Ironically, research shows that drilling can actually reduce natural seepage,
as it relieves the pressure that drives oil and gas up from ocean floors and
into ocean waters. In 1999, two peer-reviewed studies found that natural seepage
in the northern Santa Barbara Channel was significantly reduced by oil production.
The researchers documented that natural seepage declined 50 percent around Platform
Holly over a twenty-two-year period, concluding that, as oil was pumped from
the reservoir, the pressure that drives natural seepage dropped.[109]
Offshore oil drilling is carefully monitored for environmental safety. Using
state-of-the-art technology and employing a range of procedural safeguards,
U.S. offshore drilling has a track record of minimal environmental impact. Modern
oil drilling is even designed to withstand hurricanes and tropical storms. According
to the MMS, 3,050 of the Gulf of Mexicos 4,000 platforms and 22,000 of
the 33,000 miles of the Gulfs pipelines were in the direct path of either
Hurricane Katrina or Hurricane Rita. The hurricanes destroyed 115 drilling platforms,
damaged 52 others, and damaged 535 pipeline segments, yet there was no
loss of life and no major oil spills attributed to either storm.[110]
All forms of energy production come with risks, both to humans and to the environment.

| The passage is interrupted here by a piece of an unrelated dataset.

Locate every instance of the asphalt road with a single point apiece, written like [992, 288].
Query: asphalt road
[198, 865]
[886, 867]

Offshore oil drilling is no exception. Spills from offshore drilling and tankers
undoubtedly will continue to occur, but they are rare and are decreasing in
frequency; and the amount of oil spilled from rigs and tankers is small, compared
with the amount of oil extracted and with the amount of oil that enters ocean
waters naturally from ocean floors. As technology continues to advance, and
as companies find themselves accountable to a public increasingly concerned
about environmental stewardship, drilling for oil in our coastal waters will
continue to be conducted in a safe and environmentally conscious manner.